Also updates on other titles: Fallout still doing well, CoD still doing well. Tomb Raider and Halo not so much. I saw Queso's comment about the top 10 for this month, and his speculation on boosted numbers based on the sales seems to be really dead on. We'll have to see how those influence things. Get your GCU ready lads and ladies. It's already better than employee pricing for games *before* sales.

I'm going to go back to Lost Song now (whoever called it, yes, I did get it today via the digital bundle with Hollow Fragment awhile ago, but I snagged my copy of Battlefront last night before I went home)

Nice info! I wish you a happy sales! :D

It was pretty nuts in line at Best Buy. Was about 8 or 10 to 1 ps4 to xb1. They also had more Thanh 10 bundles on the floor that were preordered. Couple people asked for the sw xbox bundle and were disappointed.


Imagine the end results in that ratio for next NPD. LOL.
 
i agree that the distinction among the general public or the more casual game-buying audience is this, but in practice, what it means to be a consumer playing a game on a handheld form factor is different.

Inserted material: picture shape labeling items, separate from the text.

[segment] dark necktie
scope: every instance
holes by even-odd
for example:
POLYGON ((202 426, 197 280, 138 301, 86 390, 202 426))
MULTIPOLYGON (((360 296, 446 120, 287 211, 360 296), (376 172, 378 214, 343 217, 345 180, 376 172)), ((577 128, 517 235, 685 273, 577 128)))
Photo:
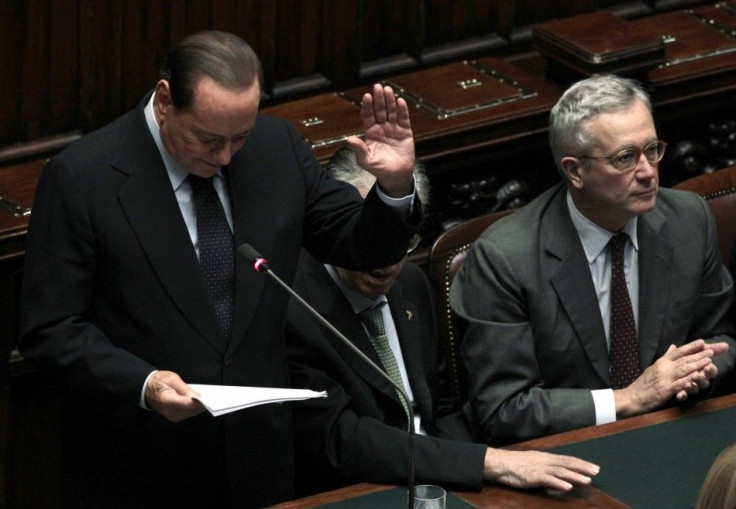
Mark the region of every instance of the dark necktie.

Absolutely. I just hope people don't forget, and new people learn this.
Worst thing is the pricepoint, which is the biggest resemblance to consoles. We are getting used to 2,99 to 9,99 max for games you play in the palm of your hand. And that's best case.
So handhelds really have to convince people that their game are worth so much more money or have to adapt to the learned pricepoints.
For a Zelda 40$ might seem alright, but for warioware or elite beat agents or so it gets difficult.
Download shops are the late beginning, but far from being there already. COGs for cartridges plus all distribution chain just don't allow such low prices.
 
Might be for games too if they can find a way around those pesky laws of physics in the natural world or increase the speed of light somehow. Until then, streaming for gaming is DOA.

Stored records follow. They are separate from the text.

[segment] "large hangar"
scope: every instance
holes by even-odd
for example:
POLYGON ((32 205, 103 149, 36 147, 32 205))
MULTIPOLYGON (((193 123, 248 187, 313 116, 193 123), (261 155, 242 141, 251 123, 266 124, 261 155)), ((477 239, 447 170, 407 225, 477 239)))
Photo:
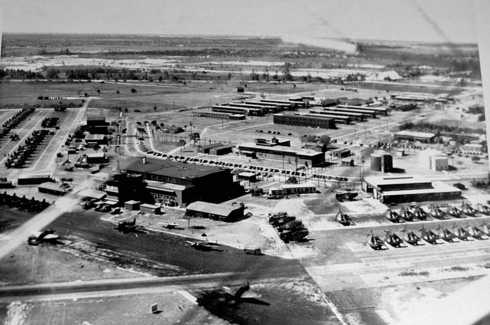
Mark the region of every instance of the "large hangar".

Yeah for gaming the streaming future is WAAAAAAAY off. Not with current data caps and Internet infrastructure. We are talking decades until it could work for the vast majority of consumers

Not to mention latency
 
Might be for games too if they can find a way around those pesky laws of physics in the natural world or increase the speed of light somehow. Until then, streaming for gaming is DOA.

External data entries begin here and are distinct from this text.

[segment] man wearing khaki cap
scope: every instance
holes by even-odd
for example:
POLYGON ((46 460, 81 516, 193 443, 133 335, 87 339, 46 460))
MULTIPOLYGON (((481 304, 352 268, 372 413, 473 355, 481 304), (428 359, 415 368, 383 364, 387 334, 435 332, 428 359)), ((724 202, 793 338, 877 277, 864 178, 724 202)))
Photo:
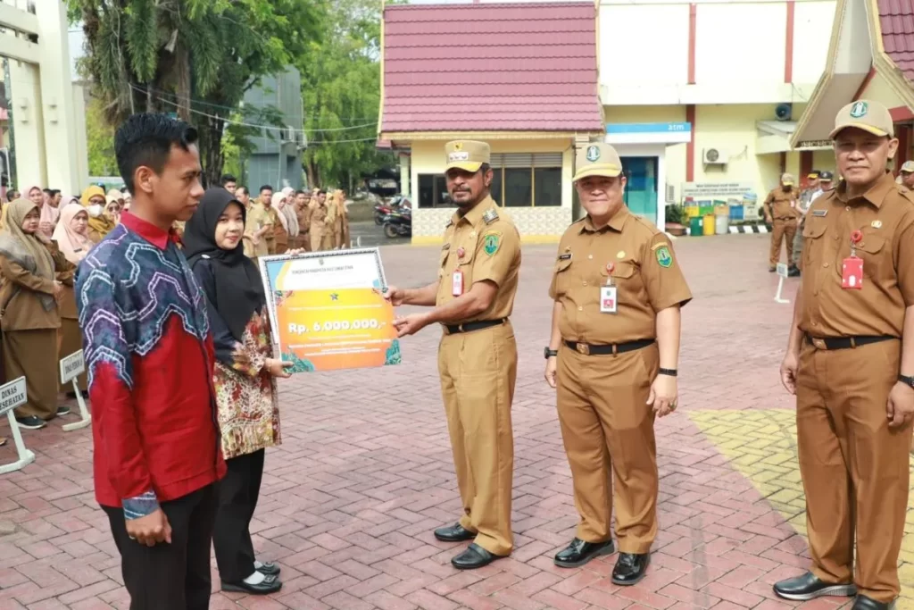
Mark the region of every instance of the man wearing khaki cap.
POLYGON ((510 554, 514 437, 511 403, 517 346, 508 321, 520 268, 517 229, 489 194, 489 144, 458 140, 445 145, 448 193, 457 210, 444 228, 438 279, 420 289, 388 286, 395 305, 434 306, 394 320, 399 337, 439 323, 444 411, 451 433, 463 514, 435 538, 473 540, 451 560, 460 570, 510 554))
POLYGON ((787 264, 793 265, 793 237, 797 232, 797 222, 802 213, 800 210, 800 191, 794 186, 793 177, 783 174, 781 186, 765 198, 765 220, 771 225, 771 251, 768 259, 768 271, 774 272, 781 260, 781 243, 787 248, 787 264))
POLYGON ((900 590, 908 508, 914 196, 887 169, 898 141, 885 106, 848 104, 831 137, 844 179, 806 215, 802 279, 781 365, 796 395, 813 565, 774 592, 795 601, 856 594, 855 610, 880 610, 900 590))
POLYGON ((629 585, 644 577, 657 534, 654 422, 676 408, 679 308, 692 294, 666 235, 625 207, 615 149, 585 145, 576 165, 587 216, 558 245, 545 376, 580 521, 554 561, 574 568, 613 552, 614 504, 612 582, 629 585))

They will sent up more data centers and then it will be good enough for most people .
Price also going to be a factor .
Of course it won't work good for all types of games but they might just get left behind .

EDIT i don't think streaming happening any time soon but it is the future .
 

DieH@rd

Banned
Also updates on other titles: Fallout still doing well, CoD still doing well. Tomb Raider and Halo not so much. I saw Queso's comment about the top 10 for this month, and his speculation on boosted numbers based on the sales seems to be really dead on.

Thanks for the impressions. I have one question though.

How well do you think did MS market RotTR in terms of hyping up the exclusivity? By that I mean, did you notice people who wanted to purchase it now for PS4/PC, only to find out in store that those version will come out later?
 

DieH@rd

Banned
Current US Amazon HOURLY report:


HW
#10 PS4 Battlefront $350
#11 PS4 Battlefront LE $400
#16 PS4 Blops3 LE $430
#23 Xbone 1TB Fallout 4 $400
#28 Xbone Gears Remaster $326
#46 PS4 Uncharted Collection $348
#60 Xbone 1TB Madden $400
#61 Xbone 1TB Holiday bundle $395
#93 Xbone 1TB Halo5 LE $485


SW
#1 Twilight Princes [out of stock]
#2 Battlefront Xbone
#3 F4 PS4
#4 Battlefront Deluxe PS4
#6 Battlefront PS4
#7 Battlefront Deluxe Xbone
#8 Blops3 Xbone
#9 F4 Xbone
#16 Blops3 PS4
#18 Halo5
#21 Mario Maker
#56 Rise of the Tomb Raider Xbone
#317Rise of the Tomb Raider X360
 

foxbeldin

Member
Current US Amazon HOURLY report:

Forgive my ignorance but i don't understand how amazon hourly report has any relevance to the big picture for a full month of sales (especially november). An hour of sales on amazon seems like anecdotal evidence to me and i'm much more interested in amazon monthly report because i feel it has much more meaning.
But maybe i'm missing something?
 
Forgive my ignorance but i don't understand how amazon hourly report has any relevance to the big picture for a full month of sales (especially november). An hour of sales on amazon seems like anecdotal evidence to me and i'm much more interested in amazon monthly report because i feel it has much more meaning.
But maybe i'm missing something?
Agree.
I find it interesting that Halo is in the top 20 of the yearly amazon charts, 3rd best software title. (Fallout 4 PS4 at 10, Majora's Mask at 15, Halo 5 at 17).
Of cause this game is only on one platform, so all sales are concentrated on this SKU.
Nevertheless, for all this doom and gloom and mediocre numbers this astonishing.
 
Heh. I'm okay. Long day though! I worked the midnight release last night, then the day into night shift today.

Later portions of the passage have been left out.